Where are you getting your info? They do offer them in E. I see at least 4 E sizes listed as available on the web site right now, and there are probably more that a store associate could find for you.

FWIW, I could not discern a difference in fit between 11E and 11.5D on my feet. I went with 11.5D only because I liked the color on that particular pair better. YMMV.


----------



## zman1 (Jul 6, 2011)

I am an 8.5D as measured on the Brannock device and wear the same size in J&M and other dress shoes. I went down 1/2 size and purchased a size 8D on the BB LHS.


----------



## Hobson (Mar 13, 2007)

In the case of the Brooks LHS, I think it is not just a matter of the last that calls for a smaller size. I believe the lack of liner is also a factor. 

I love the fact that I started this thread years ago, and have no recollection of doing so.


----------



## Anon 18th Cent. (Oct 27, 2008)

I go down a full size from my regular tie-shoe size. Three reasons: the Van last is very roomy, the lack of a lining makes the shoe even roomier and conform very well, and the last thing I want is a loafer slipping around on my foot.

I prefer no lining; I want some PTB's like that too. Didn't Leather Soul have some?
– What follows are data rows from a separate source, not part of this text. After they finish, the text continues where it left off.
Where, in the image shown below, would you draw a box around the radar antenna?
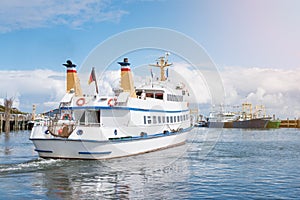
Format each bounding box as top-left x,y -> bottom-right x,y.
149,52 -> 172,81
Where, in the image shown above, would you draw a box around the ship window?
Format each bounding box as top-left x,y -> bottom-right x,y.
146,93 -> 154,98
147,116 -> 151,124
79,112 -> 85,124
153,116 -> 157,124
85,110 -> 100,124
155,93 -> 164,99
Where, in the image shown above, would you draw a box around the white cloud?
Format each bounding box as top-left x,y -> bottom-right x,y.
220,67 -> 300,118
0,63 -> 300,118
0,0 -> 127,32
0,70 -> 65,112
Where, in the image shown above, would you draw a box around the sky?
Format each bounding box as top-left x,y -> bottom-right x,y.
0,0 -> 300,118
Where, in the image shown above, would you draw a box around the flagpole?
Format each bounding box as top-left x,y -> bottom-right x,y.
93,67 -> 99,94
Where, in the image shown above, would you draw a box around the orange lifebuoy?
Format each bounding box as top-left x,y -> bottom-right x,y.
76,98 -> 85,106
107,98 -> 117,106
61,114 -> 72,120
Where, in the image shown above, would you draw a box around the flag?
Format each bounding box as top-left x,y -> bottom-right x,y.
166,68 -> 169,78
88,67 -> 96,85
88,67 -> 99,94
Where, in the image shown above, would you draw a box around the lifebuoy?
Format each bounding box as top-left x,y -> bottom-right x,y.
76,98 -> 85,106
107,98 -> 117,106
61,114 -> 72,120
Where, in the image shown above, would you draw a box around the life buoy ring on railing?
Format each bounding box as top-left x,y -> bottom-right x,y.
76,97 -> 85,106
107,98 -> 117,107
61,114 -> 72,120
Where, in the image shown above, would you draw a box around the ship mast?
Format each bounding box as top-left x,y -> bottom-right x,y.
149,52 -> 172,81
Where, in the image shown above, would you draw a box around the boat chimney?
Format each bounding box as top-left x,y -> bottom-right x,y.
118,58 -> 136,98
63,60 -> 82,96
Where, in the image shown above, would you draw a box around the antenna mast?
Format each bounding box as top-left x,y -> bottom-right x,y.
149,52 -> 172,81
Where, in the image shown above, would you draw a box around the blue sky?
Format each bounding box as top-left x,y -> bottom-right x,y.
0,0 -> 300,116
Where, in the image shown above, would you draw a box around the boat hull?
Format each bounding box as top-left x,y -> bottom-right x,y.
267,120 -> 281,128
208,122 -> 233,128
31,129 -> 190,160
233,119 -> 269,129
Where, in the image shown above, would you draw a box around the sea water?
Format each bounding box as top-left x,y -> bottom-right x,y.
0,128 -> 300,199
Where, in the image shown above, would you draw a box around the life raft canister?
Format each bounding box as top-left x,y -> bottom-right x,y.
76,97 -> 85,106
107,97 -> 117,106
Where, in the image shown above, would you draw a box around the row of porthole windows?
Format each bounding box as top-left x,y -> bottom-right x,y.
144,114 -> 189,124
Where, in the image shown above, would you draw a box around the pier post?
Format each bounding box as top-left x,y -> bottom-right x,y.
0,113 -> 3,133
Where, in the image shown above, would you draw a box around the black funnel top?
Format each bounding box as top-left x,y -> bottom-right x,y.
63,60 -> 76,68
118,58 -> 130,66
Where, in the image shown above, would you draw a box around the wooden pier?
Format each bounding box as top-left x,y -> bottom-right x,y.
0,113 -> 31,133
279,118 -> 300,128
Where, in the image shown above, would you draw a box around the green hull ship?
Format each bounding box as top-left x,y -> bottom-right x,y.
266,120 -> 281,128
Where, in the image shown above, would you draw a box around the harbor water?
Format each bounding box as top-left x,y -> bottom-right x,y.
0,128 -> 300,199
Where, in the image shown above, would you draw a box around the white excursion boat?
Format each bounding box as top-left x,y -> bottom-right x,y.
30,54 -> 192,159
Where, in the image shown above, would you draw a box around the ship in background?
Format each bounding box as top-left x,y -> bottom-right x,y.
30,54 -> 192,159
208,102 -> 274,129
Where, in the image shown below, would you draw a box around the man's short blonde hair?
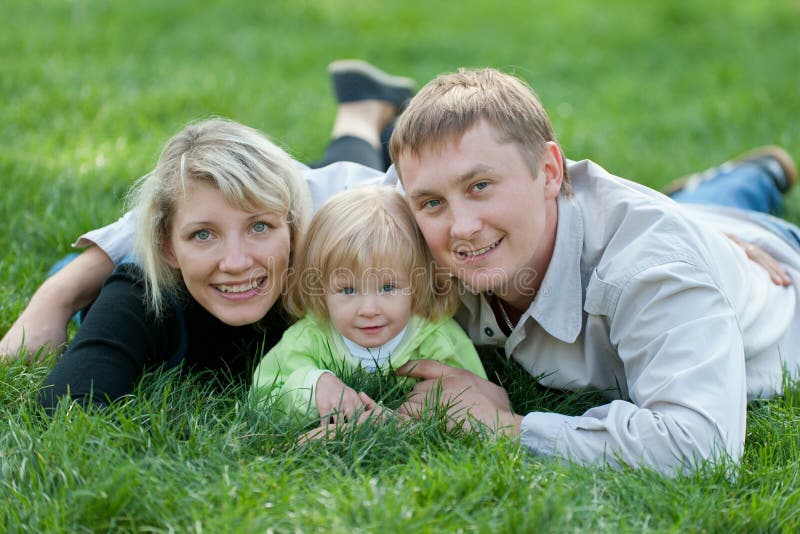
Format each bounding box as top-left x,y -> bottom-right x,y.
284,186 -> 458,320
128,118 -> 311,315
389,68 -> 572,196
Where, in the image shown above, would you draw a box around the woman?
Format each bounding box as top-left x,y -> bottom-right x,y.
40,63 -> 410,410
40,119 -> 310,408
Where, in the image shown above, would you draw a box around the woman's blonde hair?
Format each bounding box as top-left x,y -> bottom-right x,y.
128,118 -> 311,315
284,186 -> 458,320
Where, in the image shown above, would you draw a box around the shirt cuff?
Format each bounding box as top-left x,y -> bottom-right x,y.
72,211 -> 134,265
519,412 -> 570,456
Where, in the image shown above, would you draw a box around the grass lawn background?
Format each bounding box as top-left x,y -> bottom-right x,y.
0,0 -> 800,532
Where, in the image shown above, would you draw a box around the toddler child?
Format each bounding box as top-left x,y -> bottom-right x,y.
252,187 -> 486,417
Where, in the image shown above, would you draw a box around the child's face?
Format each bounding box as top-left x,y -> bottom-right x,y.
325,269 -> 411,348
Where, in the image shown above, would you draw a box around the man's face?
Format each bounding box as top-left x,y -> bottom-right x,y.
398,121 -> 563,308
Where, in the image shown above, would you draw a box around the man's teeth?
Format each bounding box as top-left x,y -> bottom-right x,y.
459,241 -> 499,256
216,278 -> 264,293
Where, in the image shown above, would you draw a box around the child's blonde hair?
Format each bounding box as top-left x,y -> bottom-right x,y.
128,118 -> 311,315
284,186 -> 458,320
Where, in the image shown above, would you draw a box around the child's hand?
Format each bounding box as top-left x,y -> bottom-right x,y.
314,373 -> 365,424
297,394 -> 396,445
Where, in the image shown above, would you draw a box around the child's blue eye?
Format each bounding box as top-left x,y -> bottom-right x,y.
192,230 -> 211,241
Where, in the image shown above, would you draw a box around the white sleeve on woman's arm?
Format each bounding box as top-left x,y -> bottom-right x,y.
72,211 -> 134,265
521,262 -> 747,473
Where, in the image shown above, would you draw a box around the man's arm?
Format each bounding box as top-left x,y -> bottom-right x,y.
0,246 -> 114,360
398,263 -> 747,473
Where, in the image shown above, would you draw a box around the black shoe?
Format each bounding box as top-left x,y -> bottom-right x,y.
328,59 -> 417,111
663,145 -> 797,196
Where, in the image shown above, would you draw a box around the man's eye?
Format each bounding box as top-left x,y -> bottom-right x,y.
192,230 -> 211,241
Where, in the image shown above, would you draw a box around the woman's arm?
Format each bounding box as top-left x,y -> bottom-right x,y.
0,246 -> 114,360
39,266 -> 175,411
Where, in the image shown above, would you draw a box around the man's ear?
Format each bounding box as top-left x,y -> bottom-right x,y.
542,141 -> 564,199
159,238 -> 180,269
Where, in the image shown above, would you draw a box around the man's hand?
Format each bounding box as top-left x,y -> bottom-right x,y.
397,360 -> 522,436
725,234 -> 792,287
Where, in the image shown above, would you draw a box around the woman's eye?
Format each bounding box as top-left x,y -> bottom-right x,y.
472,182 -> 489,191
192,230 -> 211,241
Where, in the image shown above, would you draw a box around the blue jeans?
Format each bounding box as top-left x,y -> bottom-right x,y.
670,162 -> 800,251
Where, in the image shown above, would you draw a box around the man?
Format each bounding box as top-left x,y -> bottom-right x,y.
391,69 -> 800,471
0,70 -> 797,474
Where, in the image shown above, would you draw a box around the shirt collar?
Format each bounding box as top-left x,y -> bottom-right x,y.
526,195 -> 583,343
342,325 -> 408,371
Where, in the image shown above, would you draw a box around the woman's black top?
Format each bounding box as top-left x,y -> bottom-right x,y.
39,264 -> 288,411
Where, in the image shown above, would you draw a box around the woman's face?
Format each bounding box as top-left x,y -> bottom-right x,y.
164,180 -> 291,326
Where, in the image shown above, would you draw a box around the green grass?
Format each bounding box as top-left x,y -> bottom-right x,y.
0,0 -> 800,532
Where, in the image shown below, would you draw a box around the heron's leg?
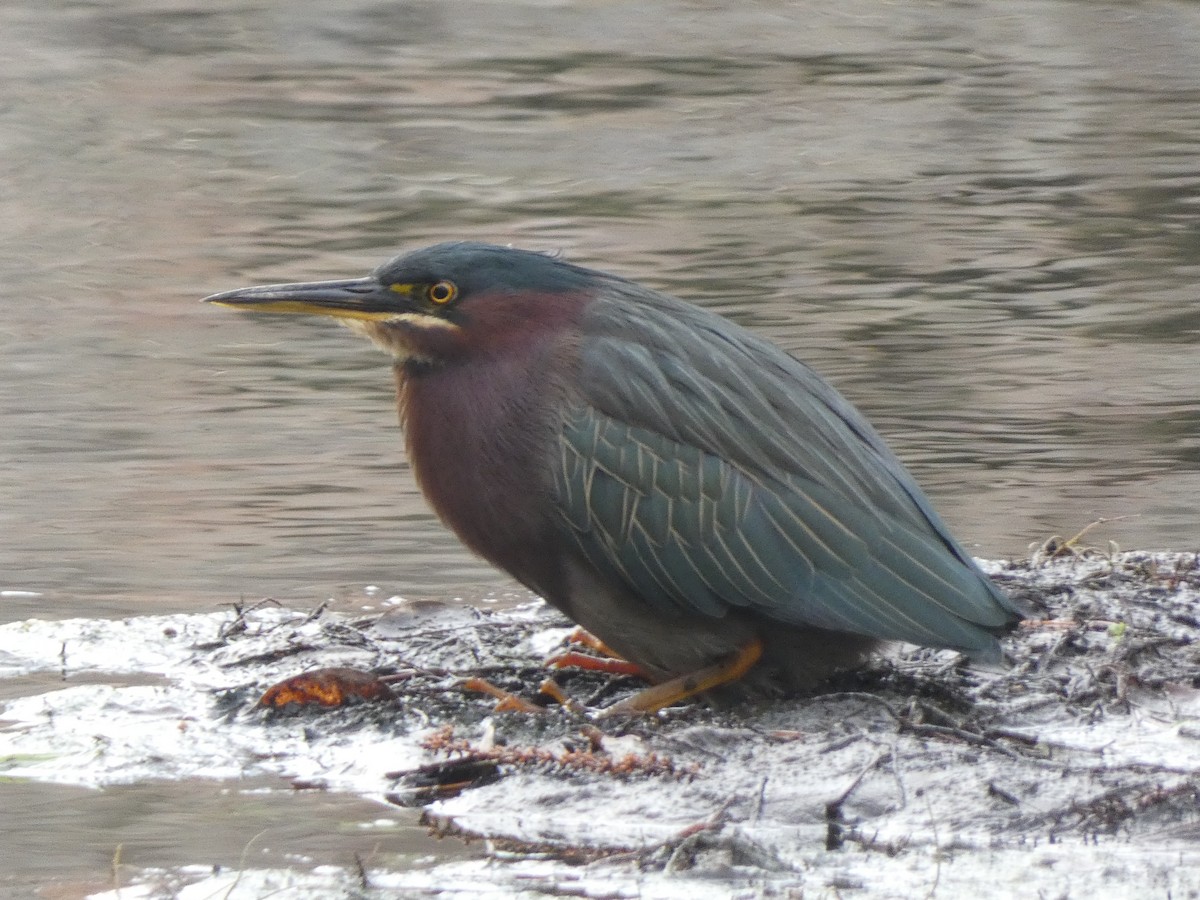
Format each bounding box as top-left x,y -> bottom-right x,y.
546,628 -> 650,680
601,637 -> 762,716
458,678 -> 546,713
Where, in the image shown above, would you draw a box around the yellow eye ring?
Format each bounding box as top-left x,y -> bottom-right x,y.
426,281 -> 458,306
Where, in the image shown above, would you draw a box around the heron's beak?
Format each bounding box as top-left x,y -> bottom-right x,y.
203,282 -> 413,322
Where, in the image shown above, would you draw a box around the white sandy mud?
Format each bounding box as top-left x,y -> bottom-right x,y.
0,553 -> 1200,900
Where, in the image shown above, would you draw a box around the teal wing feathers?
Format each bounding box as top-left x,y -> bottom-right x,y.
553,283 -> 1020,650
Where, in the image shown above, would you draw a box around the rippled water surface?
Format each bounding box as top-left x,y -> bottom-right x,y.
0,0 -> 1200,897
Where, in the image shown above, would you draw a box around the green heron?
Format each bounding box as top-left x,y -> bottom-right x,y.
206,242 -> 1021,709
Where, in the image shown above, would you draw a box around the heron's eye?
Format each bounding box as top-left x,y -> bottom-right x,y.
427,281 -> 458,306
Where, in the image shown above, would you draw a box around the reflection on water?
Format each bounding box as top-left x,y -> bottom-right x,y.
0,0 -> 1200,892
0,0 -> 1200,617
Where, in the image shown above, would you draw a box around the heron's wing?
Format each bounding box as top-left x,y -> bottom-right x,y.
554,289 -> 1018,649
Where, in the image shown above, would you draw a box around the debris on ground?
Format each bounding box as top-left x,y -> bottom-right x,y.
0,552 -> 1200,898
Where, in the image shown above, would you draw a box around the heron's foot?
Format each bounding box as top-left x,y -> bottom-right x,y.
600,637 -> 762,718
458,678 -> 546,713
546,628 -> 650,682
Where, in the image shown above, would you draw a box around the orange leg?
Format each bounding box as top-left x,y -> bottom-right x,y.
460,678 -> 546,713
546,628 -> 649,680
600,637 -> 762,716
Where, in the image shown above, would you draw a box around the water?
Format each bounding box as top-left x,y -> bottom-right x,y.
0,0 -> 1200,888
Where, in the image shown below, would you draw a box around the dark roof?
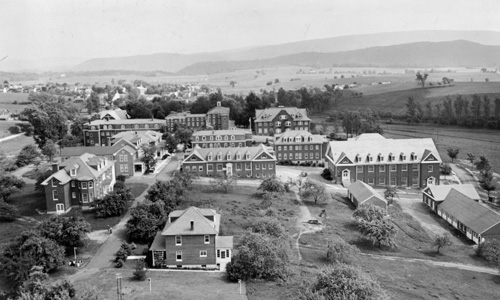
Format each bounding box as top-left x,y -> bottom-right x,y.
439,189 -> 500,234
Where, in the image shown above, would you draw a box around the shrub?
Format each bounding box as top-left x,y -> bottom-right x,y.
326,240 -> 359,264
133,259 -> 147,281
0,201 -> 19,222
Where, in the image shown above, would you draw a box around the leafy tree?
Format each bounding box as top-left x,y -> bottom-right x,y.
16,145 -> 40,167
415,72 -> 429,88
299,264 -> 387,300
38,216 -> 92,252
210,176 -> 238,193
0,175 -> 24,201
126,201 -> 168,242
446,148 -> 460,163
467,152 -> 476,167
226,233 -> 290,281
133,259 -> 147,281
357,218 -> 397,248
42,139 -> 57,161
300,179 -> 329,204
434,233 -> 451,253
94,192 -> 128,218
248,218 -> 287,239
0,201 -> 20,222
479,170 -> 497,199
384,186 -> 398,204
0,231 -> 64,287
141,145 -> 156,170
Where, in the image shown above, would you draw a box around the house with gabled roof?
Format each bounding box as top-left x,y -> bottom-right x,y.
274,130 -> 328,163
325,133 -> 441,188
149,206 -> 233,270
347,181 -> 387,211
42,153 -> 116,214
422,183 -> 481,213
254,106 -> 311,135
437,189 -> 500,244
181,145 -> 276,178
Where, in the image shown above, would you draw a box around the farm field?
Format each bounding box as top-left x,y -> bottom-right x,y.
382,124 -> 500,173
But I want the Brooks style with metal eyelets, no welt, and M58 last.


----------



## Bandit44 (Oct 1, 2010)

Bucksfan said:


> Did you end up sizing down 1/2, as is the typical recommendation (i.e. the same size one wears for Barrie / Trubalance lasted Aldens)?


No, I tried the 1/2 size down but wound up wearing my true size. Don't own any Barrie lasted Aldens, so I don't have a way to compare the fit. For a brief time, I owned a pair of full strap pennies on the Aberdeen and found the toe box too tight.


----------